Die Spieleentwickler Lukas Zach (links) und Michael Palm freuen sich über die Auszeichnung ihres Spiels. (Foto: Jens Kalaene/dpa)

"Eine Premiere", sagt Manuel Fritsch, der in der Jury saß und als Fachjournalist einen Podcast zu Spielen aller Art moderiert. Dass überhaupt ein brettgewordenes Videogame als "Spiel des Jahres" nominiert wird, habe es so noch nicht gegeben. Und dann gleich zweimal: "Kennerspiel des Jahres" ist "Challengers" geworden, das sich seine Grundmechanik auch aus der Gaming-Welt leiht. Steckt dahinter der Trend, Computerspiele auszudrucken? Fritsch sagt Ja, aber den gebe es schon länger.

Oft gehe es nur darum, Fans ein zusätzliches Merchandise-Produkt zu verkaufen

Spätestens seit das einflussreiche Strategiespiel "Sid Meier's Civilization" 2002 als Brettspiel herauskam, rückten Videospiel- und Brettspielwelt näher zusammen.

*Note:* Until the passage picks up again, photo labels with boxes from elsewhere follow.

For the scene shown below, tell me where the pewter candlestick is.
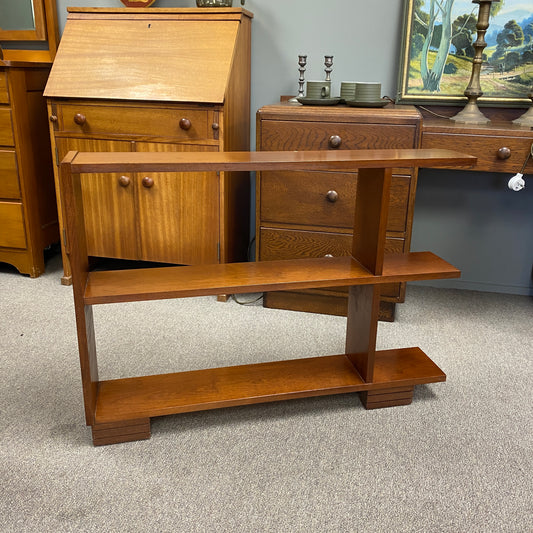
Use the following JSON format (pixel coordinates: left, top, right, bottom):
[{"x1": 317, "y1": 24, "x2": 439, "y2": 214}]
[
  {"x1": 450, "y1": 0, "x2": 500, "y2": 124},
  {"x1": 324, "y1": 56, "x2": 333, "y2": 81},
  {"x1": 298, "y1": 56, "x2": 307, "y2": 98},
  {"x1": 289, "y1": 55, "x2": 307, "y2": 103}
]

Mit der "Anno"-Reihe, "World of Warcraft" und "Minecraft" fanden weitere Gaming-Titel ihren Weg auf den Spieltisch. Und zwar recht erfolgreich. Selbst die boomenden "Escape Rooms", bei denen Spielende sich aus abgeriegelten Räumen herausrätseln müssen, starteten als Point-and-Click-Spiele auf dem PC.

Der Einfluss aus dem Digitalen ist also da, allerdings tat sich die Brettspiel-Community in der Vergangenheit schwer, ihn auch zu würdigen. Vielleicht liegt das an der schieren Masse, früher oder später landet jeder große Gaming-Name im Spieleregal oder wird zumindest in ein Kartendeck gepresst. Das wirkt zuweilen beliebig und wenig aufs analoge Format abgestimmt. So soll etwa der Ego-Shooter "Call of Duty" als Brettspiel rauskommen, wie die Crowdfunding-Plattform Kickstarter angekündigt hat. Wer da wen am Familientisch abballern darf und ob Spielzeug-Sturmgewehre beiliegen, lässt Kickstarter noch im Dunkeln. Zusammen mit der Frage, wie sinnvoll ein solches Genre auf dem Spielbrett ist.

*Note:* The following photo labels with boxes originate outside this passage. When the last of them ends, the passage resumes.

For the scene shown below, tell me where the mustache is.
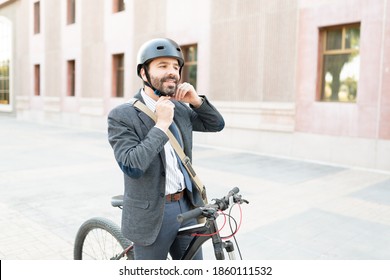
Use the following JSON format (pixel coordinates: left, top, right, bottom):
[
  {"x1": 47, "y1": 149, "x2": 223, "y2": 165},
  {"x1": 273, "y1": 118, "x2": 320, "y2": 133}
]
[{"x1": 161, "y1": 76, "x2": 179, "y2": 83}]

Bei vielen solcher Projekte gehe es darum, den Fans ein zusätzliches Merchandise-Produkt zu verkaufen, sagt Spieleexperte Fritsch. Daheim im Schrank machen sich die oftmals teuren Sets durchaus schön, mit Miniaturen, Figürchen und "viel Brimborium". Doch qualitativ Hochwertiges komme "ehrlicherweise selten dabei rum".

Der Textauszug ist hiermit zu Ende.